At the onset of the pandemic, U.S. nurses became overnight heroes. There were public displays of support for hospital workers in New York City and banners across the country identified nurses as not just heroes, but superheroes. Yet because of failed prepandemic planning, nurses were left to improvise personal protective equipment (PPE) using trash bags and bandannas or repeatedly use single-use masks and gowns. Despite their hero status, some nurses who publicly advocated for staff safety by calling out PPE or staffing shortages were terminated.

 

According to a joint project of the Guardian and Kaiser Health News, 3,607 health care workers died from COVID-19 in just the first year of the pandemic, with nearly one-third of these nurses. The number of nurses who have contracted COVID to date is unknown. Unlike other service professionals, few nurses have had their deaths classified as a death in the line of duty.
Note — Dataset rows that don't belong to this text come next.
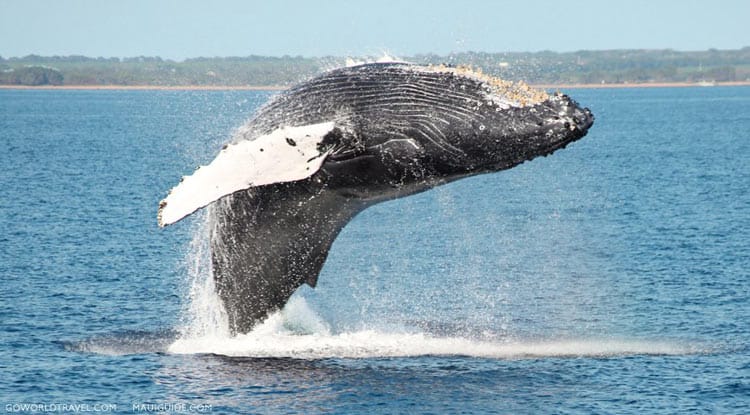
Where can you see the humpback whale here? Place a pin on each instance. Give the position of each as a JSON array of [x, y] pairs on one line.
[[317, 154]]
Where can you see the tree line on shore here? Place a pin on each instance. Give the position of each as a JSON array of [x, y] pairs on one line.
[[581, 67]]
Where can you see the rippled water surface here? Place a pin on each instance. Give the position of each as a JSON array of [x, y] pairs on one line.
[[611, 277]]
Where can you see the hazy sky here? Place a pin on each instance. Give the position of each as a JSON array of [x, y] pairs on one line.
[[179, 29]]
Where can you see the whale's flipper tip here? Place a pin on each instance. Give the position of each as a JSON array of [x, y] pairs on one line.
[[286, 154]]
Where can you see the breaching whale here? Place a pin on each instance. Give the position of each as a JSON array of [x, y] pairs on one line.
[[319, 153]]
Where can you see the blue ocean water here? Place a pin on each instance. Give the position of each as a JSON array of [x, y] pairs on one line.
[[611, 277]]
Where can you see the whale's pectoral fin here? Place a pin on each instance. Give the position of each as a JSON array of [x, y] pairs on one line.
[[287, 154]]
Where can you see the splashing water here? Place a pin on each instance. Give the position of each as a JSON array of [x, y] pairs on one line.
[[204, 313], [298, 331]]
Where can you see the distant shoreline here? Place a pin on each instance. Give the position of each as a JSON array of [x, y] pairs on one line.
[[281, 88]]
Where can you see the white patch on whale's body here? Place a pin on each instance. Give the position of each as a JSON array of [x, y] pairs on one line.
[[287, 154]]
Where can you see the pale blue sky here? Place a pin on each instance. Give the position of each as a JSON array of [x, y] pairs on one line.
[[182, 29]]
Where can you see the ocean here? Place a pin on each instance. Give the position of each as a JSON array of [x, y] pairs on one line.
[[610, 277]]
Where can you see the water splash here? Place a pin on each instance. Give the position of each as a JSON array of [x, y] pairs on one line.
[[297, 332], [203, 313]]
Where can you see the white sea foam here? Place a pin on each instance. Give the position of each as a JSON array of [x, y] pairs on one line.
[[297, 332]]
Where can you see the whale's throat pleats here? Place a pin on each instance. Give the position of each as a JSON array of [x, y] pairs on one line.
[[268, 241]]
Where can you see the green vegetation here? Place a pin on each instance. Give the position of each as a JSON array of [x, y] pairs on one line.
[[582, 67]]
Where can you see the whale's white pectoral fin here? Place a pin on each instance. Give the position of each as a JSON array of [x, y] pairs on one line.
[[285, 155]]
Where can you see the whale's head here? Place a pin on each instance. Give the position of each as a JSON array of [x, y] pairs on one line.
[[476, 123]]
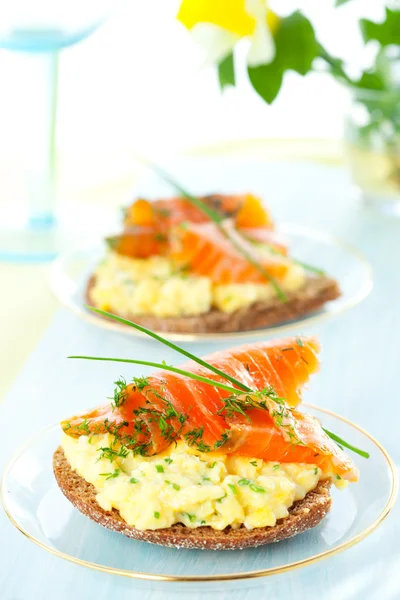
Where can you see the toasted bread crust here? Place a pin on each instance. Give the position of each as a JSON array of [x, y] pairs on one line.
[[303, 515], [310, 297]]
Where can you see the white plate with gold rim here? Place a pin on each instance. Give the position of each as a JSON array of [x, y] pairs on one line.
[[36, 506], [70, 274]]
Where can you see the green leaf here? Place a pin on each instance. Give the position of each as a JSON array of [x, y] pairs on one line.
[[371, 80], [295, 49], [226, 72], [386, 33]]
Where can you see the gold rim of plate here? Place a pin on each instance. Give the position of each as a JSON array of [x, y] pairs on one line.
[[223, 577], [57, 274]]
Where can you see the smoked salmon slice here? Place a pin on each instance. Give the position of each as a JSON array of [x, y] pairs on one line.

Outside of some state nursing unions, no one is accurately tracking the number of nurses who have died from the virus so far; thus, no one truly knows the cost to the nursing profession.

 

In federal COVID-relief legislation, provisions for frontline workers were limited to temporary hazard pay and mandated sick leave. Following 9/11, the federal World Trade Center Health Program was established to cover acute and long-term medical and monitoring care for the nearly 100,000 first responders and survivors. A similar program must be developed to treat the initial and long-term physical and mental health issues experienced by health care workers during this pandemic.

 

Nurses must have a seat at the table when organizational, state, and national discussions take place on how to ensure the shortcomings faced during this pandemic aren't ever repeated. They must actively participate in planning to ensure adequate PPE and safety for those providing care to pandemic patients-and in protecting them from what many observers are now identifying as a "secondary pandemic" of emotional and physical harm to caregivers.

 

If war language is going to be used to define this pandemic and the nurses caring for patients, then legislation must ensure care for their acute and long-term physical and mental well-being. Health care systems must acknowledge the need to heal the frontline workers who are suffering from moral distress, compassion fatigue, and burnout. No trinket, snack, or massage will fix the care providers who have borne the weight of caring for patients under such challenging circumstances.